There she would start her love for bats. The nocturnal animals would find their way to her nets at night when she was fishing for petrales. She would build Maine’s first bat flight at AWC later in 2019.
“I just love them,” Rivers said. “And I tend to like animals that other people don’t like. Maybe I can make them change their mind.”
She ended up at AWC to fill the shoes of her neighbor who was about to close the store. After a 10-year hiatus from rehab and an afternoon with Dorcette to prepare, Rivers was put in charge.

Conservation programs are available by appointment at the Acadia Wildlife Center to learn about the 40 non-releasable animals housed at the wildlife center.

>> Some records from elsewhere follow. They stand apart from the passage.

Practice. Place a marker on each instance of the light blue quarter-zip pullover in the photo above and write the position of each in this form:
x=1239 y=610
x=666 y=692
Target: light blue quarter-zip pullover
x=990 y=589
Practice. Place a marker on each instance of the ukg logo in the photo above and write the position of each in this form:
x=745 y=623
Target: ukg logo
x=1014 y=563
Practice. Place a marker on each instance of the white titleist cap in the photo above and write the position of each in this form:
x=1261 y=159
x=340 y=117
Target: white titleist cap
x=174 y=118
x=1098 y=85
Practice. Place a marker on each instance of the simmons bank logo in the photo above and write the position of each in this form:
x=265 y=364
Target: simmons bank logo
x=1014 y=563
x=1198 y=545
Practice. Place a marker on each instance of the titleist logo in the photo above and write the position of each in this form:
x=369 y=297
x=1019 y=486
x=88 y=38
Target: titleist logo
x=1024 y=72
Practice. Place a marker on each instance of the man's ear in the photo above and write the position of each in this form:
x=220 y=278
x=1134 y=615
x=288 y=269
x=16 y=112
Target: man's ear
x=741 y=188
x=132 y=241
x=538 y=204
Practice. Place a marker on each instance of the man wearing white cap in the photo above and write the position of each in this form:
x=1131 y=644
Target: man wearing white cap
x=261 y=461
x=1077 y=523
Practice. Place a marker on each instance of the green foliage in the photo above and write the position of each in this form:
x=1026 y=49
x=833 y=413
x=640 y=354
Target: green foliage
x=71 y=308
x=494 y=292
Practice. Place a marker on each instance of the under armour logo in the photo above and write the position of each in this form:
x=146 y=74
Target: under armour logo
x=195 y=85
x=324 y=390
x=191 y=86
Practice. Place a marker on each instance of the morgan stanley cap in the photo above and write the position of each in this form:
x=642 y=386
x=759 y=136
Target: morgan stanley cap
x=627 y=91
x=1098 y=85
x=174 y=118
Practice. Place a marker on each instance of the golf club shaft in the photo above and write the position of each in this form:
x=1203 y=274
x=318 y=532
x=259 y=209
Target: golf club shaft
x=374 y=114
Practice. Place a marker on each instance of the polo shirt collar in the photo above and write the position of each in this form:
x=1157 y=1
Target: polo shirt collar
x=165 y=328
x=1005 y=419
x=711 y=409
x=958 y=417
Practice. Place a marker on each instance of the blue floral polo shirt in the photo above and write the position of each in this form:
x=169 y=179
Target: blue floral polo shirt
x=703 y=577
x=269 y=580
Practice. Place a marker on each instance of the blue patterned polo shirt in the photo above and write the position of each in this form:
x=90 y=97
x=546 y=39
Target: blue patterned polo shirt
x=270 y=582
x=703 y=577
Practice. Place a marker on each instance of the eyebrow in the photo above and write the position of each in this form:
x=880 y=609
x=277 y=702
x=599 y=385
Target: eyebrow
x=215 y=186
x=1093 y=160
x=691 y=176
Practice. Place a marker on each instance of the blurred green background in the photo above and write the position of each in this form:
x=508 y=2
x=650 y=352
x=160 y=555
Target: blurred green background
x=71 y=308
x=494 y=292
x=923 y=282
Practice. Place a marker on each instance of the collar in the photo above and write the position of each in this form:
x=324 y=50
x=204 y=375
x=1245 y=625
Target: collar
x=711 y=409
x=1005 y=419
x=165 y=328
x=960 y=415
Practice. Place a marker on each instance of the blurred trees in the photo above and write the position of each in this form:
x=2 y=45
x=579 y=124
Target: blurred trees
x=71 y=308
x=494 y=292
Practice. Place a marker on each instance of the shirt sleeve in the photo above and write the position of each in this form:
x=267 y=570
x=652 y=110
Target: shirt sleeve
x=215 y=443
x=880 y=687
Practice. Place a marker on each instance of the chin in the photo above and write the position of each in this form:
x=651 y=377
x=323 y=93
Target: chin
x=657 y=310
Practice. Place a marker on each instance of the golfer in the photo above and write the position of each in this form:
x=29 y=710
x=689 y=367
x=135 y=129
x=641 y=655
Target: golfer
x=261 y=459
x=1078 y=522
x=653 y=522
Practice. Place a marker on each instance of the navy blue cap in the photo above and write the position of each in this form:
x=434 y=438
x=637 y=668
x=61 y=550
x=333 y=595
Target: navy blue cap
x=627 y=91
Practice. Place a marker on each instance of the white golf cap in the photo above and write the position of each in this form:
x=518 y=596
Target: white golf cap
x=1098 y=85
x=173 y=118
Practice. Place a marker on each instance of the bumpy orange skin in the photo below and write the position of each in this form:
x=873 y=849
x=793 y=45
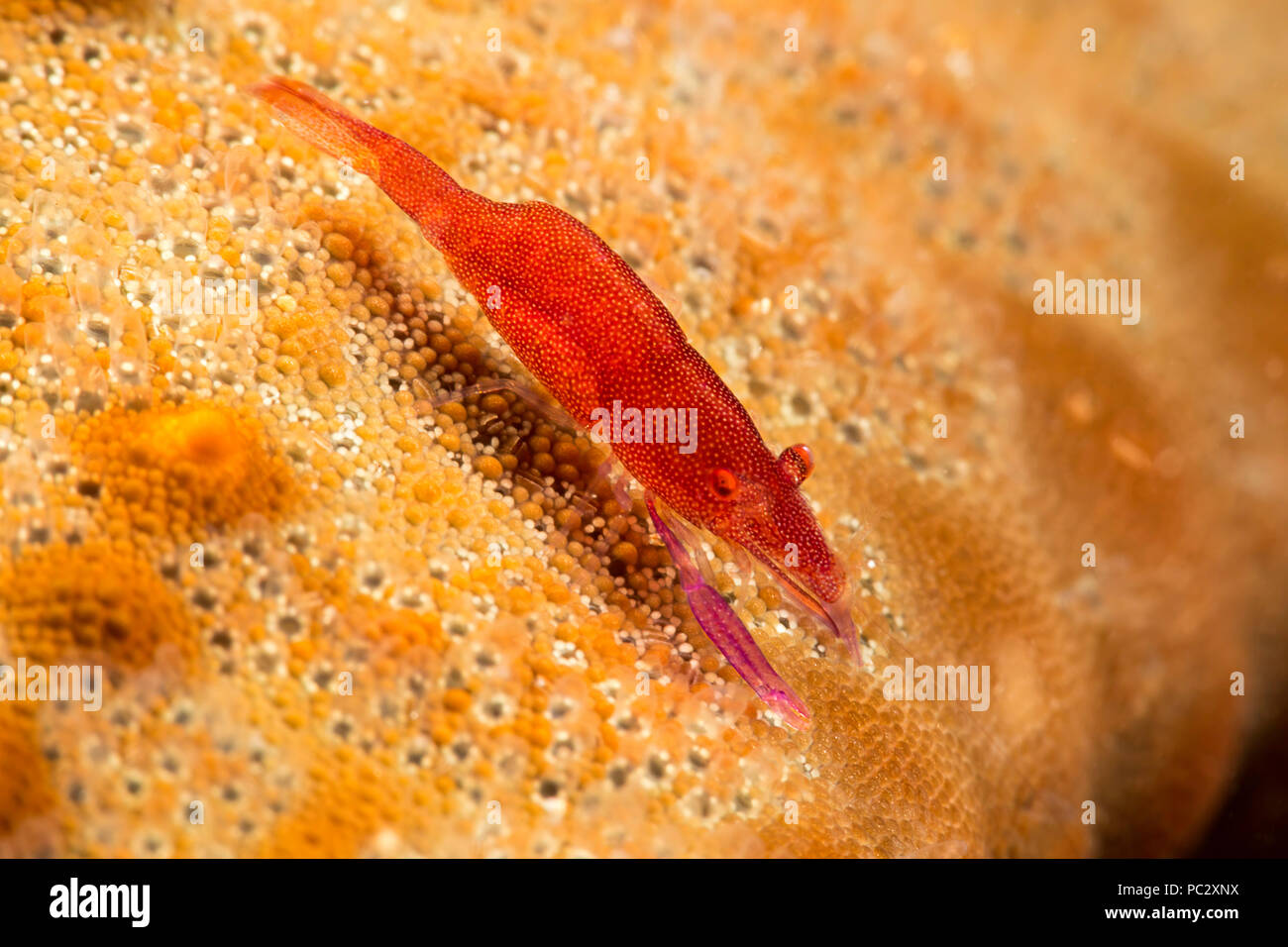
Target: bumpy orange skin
x=589 y=329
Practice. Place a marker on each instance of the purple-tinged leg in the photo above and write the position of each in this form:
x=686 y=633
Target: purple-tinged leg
x=726 y=631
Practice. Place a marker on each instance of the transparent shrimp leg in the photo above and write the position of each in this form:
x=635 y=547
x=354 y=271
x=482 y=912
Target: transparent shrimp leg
x=541 y=401
x=726 y=631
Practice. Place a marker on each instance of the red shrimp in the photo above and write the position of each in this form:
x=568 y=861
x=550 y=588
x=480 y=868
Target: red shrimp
x=608 y=351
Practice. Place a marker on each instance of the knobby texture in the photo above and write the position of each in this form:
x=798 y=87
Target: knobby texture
x=347 y=621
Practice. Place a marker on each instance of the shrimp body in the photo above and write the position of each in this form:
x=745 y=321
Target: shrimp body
x=605 y=347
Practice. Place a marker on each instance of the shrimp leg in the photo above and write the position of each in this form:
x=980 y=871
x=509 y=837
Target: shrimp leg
x=726 y=631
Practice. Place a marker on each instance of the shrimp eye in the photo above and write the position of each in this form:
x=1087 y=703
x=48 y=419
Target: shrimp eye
x=724 y=483
x=798 y=463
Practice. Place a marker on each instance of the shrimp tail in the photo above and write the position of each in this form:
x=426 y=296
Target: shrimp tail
x=424 y=191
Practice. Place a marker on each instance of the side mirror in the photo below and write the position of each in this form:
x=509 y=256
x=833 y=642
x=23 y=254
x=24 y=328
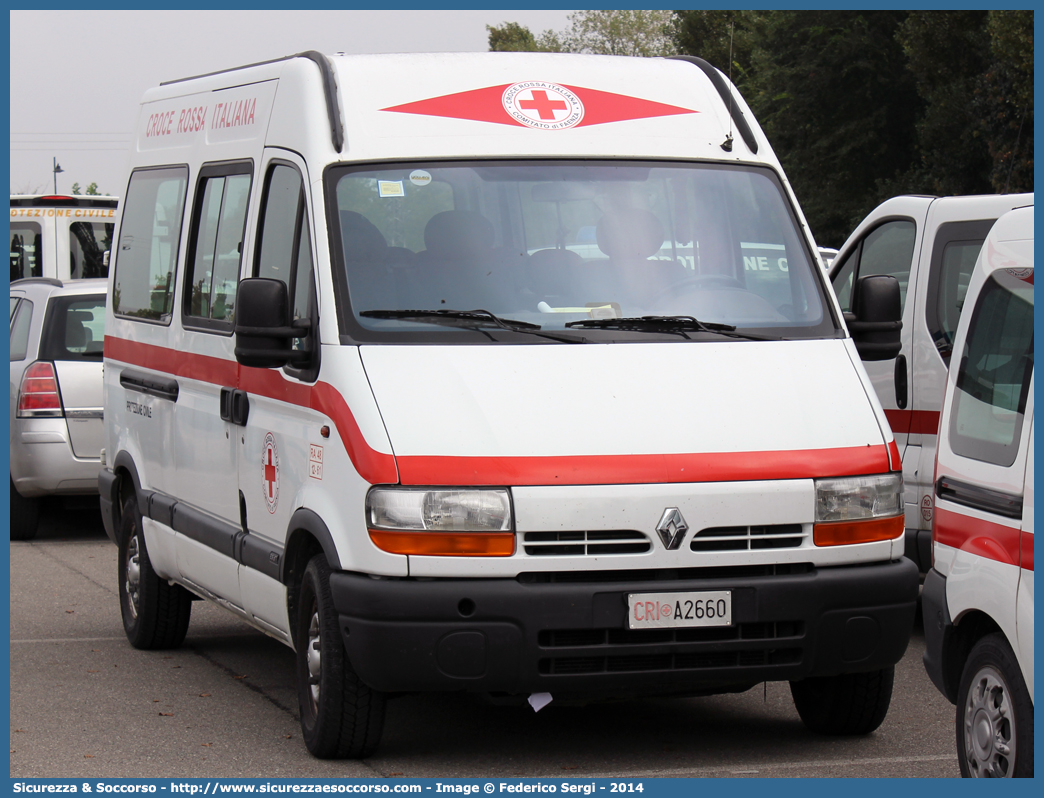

ISLANDER PHOTOGRAPH BY VICTORIA DECOSTER
Rivers has been at work ever since, expanding the center and caring for nearly every variety of wildlife for 25 years.
Mullane remembers that the walls of the training center, which used to be a wood shop for boat building, went up. He and his mother have built a new exhibition or cage every year.
“My mother and I built the entire eagle cage together. We lifted every panel and screwed it in,” he said.
Mullane, who has early memories of driving his kid’s car with bears in the back, said he will likely inherit the organization one day, but he’s worried about how he can cover the ever-increasing costs.
“I’ve worked for mostly non-profit organizations all my life. I love to get up and work for a mission and do something good in the world, but you also have to be able to live,” said Mullane.
Rivers said there are few rehabilitators because most people are unwilling to give up their lives and all their savings to care for injured or orphaned animals.
“I need to have something that has meaning to me, that I can look back on my life and just say I feel good when I’ve done something,” she said. “So that’s why I keep doing it. And the animals are amazing.”